Rumours of gatekeeping

News reaches us here at NL of a decision of the High Court (Birmingham District Registry) by the name of Mehari, Kelly and JI v Birmingham City Council (9 and 10 November 2009) given by Hickenbottom J. Details are sketchy and, as ever, we’d be grateful for any further information.

As we understand it, persons who apply for assistance to BCC are asked to complete a form relating to their reasons for leaving their previous accomodation. Unless BCC are satisfied that the person is at risk of harm in that accomodation, they don’t provide interim accomodation (i.e. they expect the applicant to go back to the previous accomodation).

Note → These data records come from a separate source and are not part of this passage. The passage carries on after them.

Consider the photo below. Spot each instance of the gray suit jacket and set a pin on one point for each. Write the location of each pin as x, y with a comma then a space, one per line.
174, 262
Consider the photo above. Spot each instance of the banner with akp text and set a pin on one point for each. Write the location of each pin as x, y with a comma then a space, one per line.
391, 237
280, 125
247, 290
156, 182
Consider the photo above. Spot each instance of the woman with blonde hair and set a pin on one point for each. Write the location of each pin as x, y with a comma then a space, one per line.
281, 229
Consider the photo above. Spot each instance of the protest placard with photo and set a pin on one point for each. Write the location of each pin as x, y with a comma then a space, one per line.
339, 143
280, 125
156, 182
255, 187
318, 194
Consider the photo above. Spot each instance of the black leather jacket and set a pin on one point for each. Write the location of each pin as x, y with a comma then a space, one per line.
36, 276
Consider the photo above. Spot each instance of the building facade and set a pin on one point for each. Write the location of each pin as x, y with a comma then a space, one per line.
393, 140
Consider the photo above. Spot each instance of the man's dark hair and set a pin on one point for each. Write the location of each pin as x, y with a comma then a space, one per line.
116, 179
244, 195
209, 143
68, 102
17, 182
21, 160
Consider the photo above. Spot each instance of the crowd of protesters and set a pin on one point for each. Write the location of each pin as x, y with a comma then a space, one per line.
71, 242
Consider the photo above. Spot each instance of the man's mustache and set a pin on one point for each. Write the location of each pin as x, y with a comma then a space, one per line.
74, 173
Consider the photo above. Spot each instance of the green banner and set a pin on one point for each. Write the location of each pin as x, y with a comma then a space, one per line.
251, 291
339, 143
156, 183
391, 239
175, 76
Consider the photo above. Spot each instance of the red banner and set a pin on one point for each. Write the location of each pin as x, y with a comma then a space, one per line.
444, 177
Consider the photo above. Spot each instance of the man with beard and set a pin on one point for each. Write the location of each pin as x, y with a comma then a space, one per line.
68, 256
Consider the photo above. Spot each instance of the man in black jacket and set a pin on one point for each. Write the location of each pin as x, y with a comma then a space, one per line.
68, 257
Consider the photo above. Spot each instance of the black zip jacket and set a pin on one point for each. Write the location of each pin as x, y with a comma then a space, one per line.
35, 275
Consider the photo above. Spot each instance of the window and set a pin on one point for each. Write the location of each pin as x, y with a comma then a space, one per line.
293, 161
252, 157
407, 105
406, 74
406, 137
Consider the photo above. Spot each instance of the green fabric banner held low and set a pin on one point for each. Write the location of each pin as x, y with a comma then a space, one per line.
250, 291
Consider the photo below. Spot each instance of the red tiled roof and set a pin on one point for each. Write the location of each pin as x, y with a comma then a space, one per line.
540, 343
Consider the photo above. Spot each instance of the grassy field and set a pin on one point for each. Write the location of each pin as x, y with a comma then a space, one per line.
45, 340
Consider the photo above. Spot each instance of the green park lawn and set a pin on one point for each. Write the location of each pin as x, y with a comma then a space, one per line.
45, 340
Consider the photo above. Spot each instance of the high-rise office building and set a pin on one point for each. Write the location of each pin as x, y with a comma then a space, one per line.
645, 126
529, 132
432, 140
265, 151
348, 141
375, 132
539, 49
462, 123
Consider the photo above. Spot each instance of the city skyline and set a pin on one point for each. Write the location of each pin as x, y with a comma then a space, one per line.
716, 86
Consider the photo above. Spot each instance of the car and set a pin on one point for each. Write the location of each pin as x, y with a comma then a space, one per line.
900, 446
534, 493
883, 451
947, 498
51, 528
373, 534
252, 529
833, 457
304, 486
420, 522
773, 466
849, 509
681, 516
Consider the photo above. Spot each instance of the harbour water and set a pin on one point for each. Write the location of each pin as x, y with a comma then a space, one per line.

His Lordship found that additional “risk of harm” aspect to be unlawful and declared that Birmingham City Council were “imposing an unlawful extra-statutory hurdle” to persons seeking to make an application for housing assistance under Part 7.

I know that  some of BCC legal and housing are readers of this blog. I presume that CLP were involved with this for the applicants… anything any of you would care to share with the rest of us? :-)

About J

J is a barrister in London. He loves service charges and all things leasehold law related. He also likes beating rogue landlords and mortgage companies.
Posted in Housing law - All and tagged , .

3 Comments

  1. My pupil supervisor, Zia Nabi, appeared for the Claimants in Mehari & Kelly v Birmingham CC (heard 9 and 10 November 2009) which involved two judicial reviews alleging that Birmingham City Council were systemically failing to comply with their duty to provide interim accommodation under section 188 HA 1996 and instead considering whether the persons seeking assistance were entitled to “emergency accommodation”.
    BCC admitted that there had been errors but said that these were down to individual officer error.
    Higginbottom J found that the relevant officers were only following the general practice and procedure of the Council and that it was unfair to seek to blame them. The emergency accommodation request forms neither referred to section 188 nor the criteria of that statutory provision and indicated that once the initial interview was over the applicant was to be “sent home” unless he would be at risk of harm there.
    There was a systematic failure on the part of Birmingham City Council to comply with its duties under section 188. An authority could not defeat the prompt engagement of section 188 by introducing filters or delays; for example, by making non statutory enquiries or by pursuing courses outside the statutory scheme.

    • Thank you, Marisa. That is very helpful. Interesting, although by the sound of the facts, unsurprising.

  2. This was Mike McIlvaney’s case. BCC had asked for an early transcript (presumably as a training aid) so we had hoped to be able to forward it but no sign of it yet.